Department of Anesthesiology, University Medical Center Göttingen, Göttingen, Germany.
Department of Adult Critical Care, Guy's and St Thomas' NHS Foundation Trust, Health Centre for Human and Applied Physiological Sciences, London, United Kingdom.
J Appl Physiol (1985). 2023 Aug 1;135(2):334-342. doi: 10.1152/japplphysiol.00225.2023. Epub 2023 Jun 22.
The conditions of temperature, pressure, and saturation in which respiratory gas volumes are expressed [standard temperature and pressure, dry (STPD), ambient temperature and pressure, saturated (ATPS), or body temperature and pressure, saturated (BTPS)] are physiologically relevant, but often ignored or unknown in clinical practice. In this study, we aimed to investigate whether and at which extent the gas volume corrections, either in natural or artificial lung, may alter key respiratory and metabolic variables and the possible clinical consequences. We primarily referred to the effects of gas volume corrections on three physiological variables: physiological dead space, venous admixture, and total CO production (V̇co) during extracorporeal support. We used three physiological models in which calculations of these variables have been performed with and without correction of gas volumes, both in a theoretical model and in 448 patients. The lack of gas volume correction leads to an error in the computation of physiological dead space fraction between 0.05 and 0.15, both in the theoretical model and in the patient population. The venous admixture was minimally affected by the absence of correction (0.01-0.04 error). During extracorporeal support, if the V̇co of natural and membrane lung is expressed in different conditions, potentially large errors (0%-18.4%) may occur in the computation of total V̇co (V̇co = V̇co + V̇co). This may lead to inappropriate settings of mechanical ventilation with higher plateau pressure. As the dead space and the CO sharing between natural and artificial lung are relevant both as prognostic index and as a guide for appropriate mechanical ventilation, their inappropriate computation may lead to erroneous categorization of the patients and inappropriate mechanical treatment. Gas volume conditions are often ignored or unknown in the clinical practice. However, they could have relevance for the calculation of some key variables in ICU setting. This study shows that gas volume corrections are mostly relevant when assessing CO clearance, both in mechanical ventilation and during extracorporeal support, whereas irrelevant for oxygenation assessment of patients. Knowing when the appropriate corrections are needed allows to better understand patients' clinical conditions and to tailor the treatment.
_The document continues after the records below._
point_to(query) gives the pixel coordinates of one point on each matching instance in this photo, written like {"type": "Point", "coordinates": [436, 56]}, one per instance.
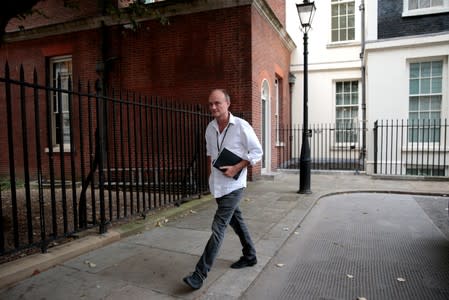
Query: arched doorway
{"type": "Point", "coordinates": [266, 132]}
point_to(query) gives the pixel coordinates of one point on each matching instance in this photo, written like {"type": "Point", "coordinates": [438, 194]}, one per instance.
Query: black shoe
{"type": "Point", "coordinates": [243, 262]}
{"type": "Point", "coordinates": [195, 281]}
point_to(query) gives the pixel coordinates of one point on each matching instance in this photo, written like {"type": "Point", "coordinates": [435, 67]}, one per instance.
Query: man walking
{"type": "Point", "coordinates": [237, 136]}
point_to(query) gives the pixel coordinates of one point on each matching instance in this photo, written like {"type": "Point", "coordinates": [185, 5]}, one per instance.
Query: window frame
{"type": "Point", "coordinates": [54, 113]}
{"type": "Point", "coordinates": [347, 27]}
{"type": "Point", "coordinates": [355, 136]}
{"type": "Point", "coordinates": [421, 139]}
{"type": "Point", "coordinates": [424, 11]}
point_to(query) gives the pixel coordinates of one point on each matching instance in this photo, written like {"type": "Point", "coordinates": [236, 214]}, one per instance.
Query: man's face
{"type": "Point", "coordinates": [218, 105]}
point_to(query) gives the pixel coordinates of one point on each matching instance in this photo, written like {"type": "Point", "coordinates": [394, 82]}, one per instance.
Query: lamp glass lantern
{"type": "Point", "coordinates": [306, 11]}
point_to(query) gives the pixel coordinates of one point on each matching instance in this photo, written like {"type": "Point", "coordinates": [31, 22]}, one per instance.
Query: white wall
{"type": "Point", "coordinates": [327, 62]}
{"type": "Point", "coordinates": [388, 78]}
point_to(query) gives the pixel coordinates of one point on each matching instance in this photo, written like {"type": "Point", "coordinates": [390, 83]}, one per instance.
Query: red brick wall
{"type": "Point", "coordinates": [278, 7]}
{"type": "Point", "coordinates": [188, 58]}
{"type": "Point", "coordinates": [231, 48]}
{"type": "Point", "coordinates": [271, 59]}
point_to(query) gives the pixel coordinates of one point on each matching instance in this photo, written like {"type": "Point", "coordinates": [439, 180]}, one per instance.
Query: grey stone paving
{"type": "Point", "coordinates": [152, 263]}
{"type": "Point", "coordinates": [361, 245]}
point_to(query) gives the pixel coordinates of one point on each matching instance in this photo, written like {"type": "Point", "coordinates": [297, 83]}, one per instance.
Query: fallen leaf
{"type": "Point", "coordinates": [280, 265]}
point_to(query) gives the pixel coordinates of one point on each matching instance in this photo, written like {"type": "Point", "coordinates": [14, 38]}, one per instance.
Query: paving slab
{"type": "Point", "coordinates": [140, 260]}
{"type": "Point", "coordinates": [377, 246]}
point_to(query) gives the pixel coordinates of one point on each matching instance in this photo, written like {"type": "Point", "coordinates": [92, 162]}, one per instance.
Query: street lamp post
{"type": "Point", "coordinates": [306, 11]}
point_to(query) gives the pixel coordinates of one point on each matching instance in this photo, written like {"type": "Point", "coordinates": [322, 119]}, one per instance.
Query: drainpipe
{"type": "Point", "coordinates": [362, 59]}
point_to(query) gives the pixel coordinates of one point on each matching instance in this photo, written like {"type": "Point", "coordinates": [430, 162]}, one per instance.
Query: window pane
{"type": "Point", "coordinates": [347, 86]}
{"type": "Point", "coordinates": [435, 116]}
{"type": "Point", "coordinates": [414, 70]}
{"type": "Point", "coordinates": [355, 99]}
{"type": "Point", "coordinates": [339, 99]}
{"type": "Point", "coordinates": [425, 69]}
{"type": "Point", "coordinates": [413, 118]}
{"type": "Point", "coordinates": [339, 87]}
{"type": "Point", "coordinates": [436, 85]}
{"type": "Point", "coordinates": [424, 103]}
{"type": "Point", "coordinates": [437, 69]}
{"type": "Point", "coordinates": [414, 87]}
{"type": "Point", "coordinates": [334, 35]}
{"type": "Point", "coordinates": [350, 8]}
{"type": "Point", "coordinates": [425, 86]}
{"type": "Point", "coordinates": [351, 34]}
{"type": "Point", "coordinates": [339, 113]}
{"type": "Point", "coordinates": [424, 3]}
{"type": "Point", "coordinates": [413, 104]}
{"type": "Point", "coordinates": [351, 21]}
{"type": "Point", "coordinates": [334, 22]}
{"type": "Point", "coordinates": [412, 4]}
{"type": "Point", "coordinates": [343, 35]}
{"type": "Point", "coordinates": [435, 103]}
{"type": "Point", "coordinates": [343, 22]}
{"type": "Point", "coordinates": [334, 10]}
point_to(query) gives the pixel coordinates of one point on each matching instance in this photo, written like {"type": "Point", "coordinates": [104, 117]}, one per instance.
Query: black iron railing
{"type": "Point", "coordinates": [102, 156]}
{"type": "Point", "coordinates": [411, 147]}
{"type": "Point", "coordinates": [331, 147]}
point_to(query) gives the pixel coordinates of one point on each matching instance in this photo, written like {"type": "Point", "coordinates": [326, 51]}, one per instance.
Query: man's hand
{"type": "Point", "coordinates": [231, 171]}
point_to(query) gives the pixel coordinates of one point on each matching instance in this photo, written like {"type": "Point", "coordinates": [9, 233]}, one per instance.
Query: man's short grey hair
{"type": "Point", "coordinates": [225, 93]}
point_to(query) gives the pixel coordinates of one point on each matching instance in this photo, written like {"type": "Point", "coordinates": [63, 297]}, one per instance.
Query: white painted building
{"type": "Point", "coordinates": [399, 38]}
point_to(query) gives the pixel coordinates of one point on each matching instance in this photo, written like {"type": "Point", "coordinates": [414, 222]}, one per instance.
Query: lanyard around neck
{"type": "Point", "coordinates": [221, 144]}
呼吸气体容积的温度、压力和饱和度条件[标准温度和压力,干燥(STPD)、环境温度和压力,饱和(ATPS)或体温和压力,饱和(BTPS)]在生理学上是相关的,但在临床实践中经常被忽视或未知。在这项研究中,我们旨在研究在何种程度上以及在何种程度上,无论是在天然肺还是人工肺中,气体容积校正可能会改变关键的呼吸和代谢变量以及可能的临床后果。我们主要参考了气体容积校正对三个生理变量的影响:生理无效腔、静脉混合和体外支持期间的总 CO 产生(V̇co)。我们使用了三个生理模型,在这些模型中,无论是否校正气体体积,都在理论模型和 448 名患者中计算了这些变量。如果不校正气体体积,会导致生理无效腔分数的计算错误在 0.05 到 0.15 之间,无论是在理论模型还是在患者人群中都是如此。静脉混合受校正缺失的影响最小(误差为 0.01-0.04)。在体外支持期间,如果天然和膜肺的 V̇co 在不同条件下表达,在总 V̇co(V̇co = V̇co + V̇co)的计算中可能会出现潜在的大误差(0%-18.4%)。这可能导致机械通气的平台压力设置过高。由于无效腔和天然与人工肺之间的 CO 共享都是作为预后指标和适当机械通气指南的相关因素,因此它们的不当计算可能导致患者的错误分类和不当的机械治疗。在临床实践中,气体体积条件经常被忽视或未知。然而,它们可能与 ICU 环境中一些关键变量的计算有关。本研究表明,在评估 CO 清除率时,气体体积校正大多是相关的,无论是在机械通气还是体外支持期间,而对于患者的氧合评估则不相关。了解何时需要适当的校正可以帮助更好地了解患者的临床情况,并调整治疗方案。